Les mémoires d’un pirate (070)

– Pourquoi ? Toi aussi tu lui as prêté un livre de cuisine ?

Je poussai un long soupir.

– Mais pas du tout ! Moi j’ai des raisons bien plus pures que les tiennes !
– Vraiment ?

Je me tournai vers la lune et serrai le poing. Des violons semblèrent de nouveau me jouer
une sérénade :
– Je fais ça par… AMOUUUUR !

Carla baya aux corneilles puis me répondit :
– Depuis quand, l’amour est-il une chose pure ?

Les violons se mirent à jouer subitement faux… Il fallait reconnaître qu’elle n’avait pas tous les torts. Non ! Qu’osais-je penser ? L’amour peut aussi être pur ! Regardez Roméo et Juliette ! Ou bien Tristan et Iseult ? Sans oublier les inoubliables Starsky et Hutch !

– Je vais sans doute le regretter plus tard, mais bon… je viens avec toi. J’y serais bien allée seule mais je n’ai plus de bateau. Je l’ai vendu pour me payer un stage de coiffure.

Elle se tourna à son tour vers la lune et serra le poing. Les violons se remirent de nouveau à jouer juste.

– … car j’ai toujours rêvé de devenir coiffeuse professionnelle ! Je n’ai jamais voulu devenir une enfourcheuse de mâles en chaleur ! Mais il faut me comprendre ! Il fallait bien que je me défende à l’école ! Tous ces hommes qui me courraient après ! J’ai craqué et j’ai utilisé mes ciseaux pour tous les découper en rondelles ! J’en avais marre que ces pervers me reluquent de toutes parts.

Je cessais subitement de lui mater les fesses. Faites qu’elle ne m’ait pas vu !

– Et bien, justement, ajoutais-je discrètement. Ca tombe bien que tu en parles parce que…

Bonté divine ! Elle n’avait pas aimé faire ça, mais au bout du compte, elle avait accepté d’aller voir le marchand pour lui demander un crédit. Je ne sais pas comment elle s’y était prise mais elle était ressorti un quart d’heure, non, une demi-heure après, avec un bon de 5000 pièces de huit. Elle avait probablement dû pour l’obtenir, en discuter fermement et énergiquement car elle m’était revenue en sueur et toute décoiffée. En plus elle en avait profité pour prendre son pain. Tout le monde était content, sauf bien sûr le marchand. Cet imbécile venait de nous refiler de l’argent pour rien du tout ! Comme si on allait un jour le rembourser !

C’est un Stan aux anges qui vint m’accueillir. Son sourire éblouissait toujours autant et je constatai en soupirant que tous les bateaux n’avaient pas été vendus. Quelle chance ! Lui qui m’avait dit que ça partait comme des petits pains !

– Je suis content de te revoir ! s’exclama-t-il en gesticulant toujours autant ses membres.

Je savais que tu reviendrais ! Tout le monde revient toujours me voir ! Et tu sais pourquoi ?

Il me prit sous son épaule et me tourna vers sa marchandise.

– Regarde un peu ces bateaux. Viens par ici, regarde !

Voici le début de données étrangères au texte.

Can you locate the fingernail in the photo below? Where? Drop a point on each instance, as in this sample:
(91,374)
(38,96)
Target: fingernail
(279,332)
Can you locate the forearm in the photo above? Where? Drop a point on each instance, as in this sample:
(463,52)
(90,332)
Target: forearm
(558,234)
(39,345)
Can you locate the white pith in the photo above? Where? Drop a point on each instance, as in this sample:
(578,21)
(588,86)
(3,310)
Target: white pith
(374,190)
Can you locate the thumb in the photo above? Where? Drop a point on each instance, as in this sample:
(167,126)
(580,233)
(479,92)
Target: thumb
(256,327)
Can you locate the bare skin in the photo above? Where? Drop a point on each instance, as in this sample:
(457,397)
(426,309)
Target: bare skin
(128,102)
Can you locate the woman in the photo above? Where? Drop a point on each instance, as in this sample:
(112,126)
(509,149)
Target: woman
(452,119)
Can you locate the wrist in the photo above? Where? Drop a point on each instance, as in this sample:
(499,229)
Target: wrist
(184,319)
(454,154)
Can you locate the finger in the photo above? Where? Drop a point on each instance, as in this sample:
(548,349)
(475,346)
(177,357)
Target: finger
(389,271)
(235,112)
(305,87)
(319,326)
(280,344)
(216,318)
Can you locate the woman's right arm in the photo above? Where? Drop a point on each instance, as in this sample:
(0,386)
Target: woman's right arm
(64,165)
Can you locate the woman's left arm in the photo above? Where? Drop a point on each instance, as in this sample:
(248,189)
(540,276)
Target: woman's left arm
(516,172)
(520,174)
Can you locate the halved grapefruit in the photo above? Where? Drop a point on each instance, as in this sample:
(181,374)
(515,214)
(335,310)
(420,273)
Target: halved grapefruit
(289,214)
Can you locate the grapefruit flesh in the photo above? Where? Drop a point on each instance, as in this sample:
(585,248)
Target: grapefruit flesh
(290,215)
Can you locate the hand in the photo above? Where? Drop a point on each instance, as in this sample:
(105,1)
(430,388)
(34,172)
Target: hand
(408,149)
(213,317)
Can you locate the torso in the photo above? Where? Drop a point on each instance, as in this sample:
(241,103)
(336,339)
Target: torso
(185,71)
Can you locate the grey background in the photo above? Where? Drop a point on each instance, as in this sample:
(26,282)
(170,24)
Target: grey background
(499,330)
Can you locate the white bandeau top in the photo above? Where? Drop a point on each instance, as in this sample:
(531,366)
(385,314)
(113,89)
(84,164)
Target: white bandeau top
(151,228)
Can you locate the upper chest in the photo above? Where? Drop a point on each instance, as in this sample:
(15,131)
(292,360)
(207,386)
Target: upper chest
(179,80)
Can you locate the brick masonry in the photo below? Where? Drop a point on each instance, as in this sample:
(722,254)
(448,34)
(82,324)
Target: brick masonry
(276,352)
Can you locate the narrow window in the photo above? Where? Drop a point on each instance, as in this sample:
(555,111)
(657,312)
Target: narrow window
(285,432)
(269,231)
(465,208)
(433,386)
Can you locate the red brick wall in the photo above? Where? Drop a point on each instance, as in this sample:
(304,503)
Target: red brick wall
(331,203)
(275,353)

Oui. Je sais. C’était toujours les mêmes. Pas de quoi fouetter un singe. Si l’on exceptait Ik le Titan. Malheureusement, Stan me confia qu’il ne pouvait pas accepter le bon pour un modèle à toutes épreuves tel que celui-ci. Il me conseilla de l’oublier mais me promit quelque chose de pas trop cher mais de solide.

– La qualité à un prix raisonnable. C’est ma devise !

Il m’amena devant une chose horrible. Très à la mode d’après lui dans les pays scandinaves, il y a plusieurs siècles. En effet, c’était une véritable antiquité, tout petit, avec des boucliers sur les côtés. Un drakkar qu’il disait.

– Je vois bien que tu es un type qui n’aime pas les fantaisies et je sais que la qualité compte pour toi. Regarde un peu comment tu es habillé. De façon rustre, comme ce navire.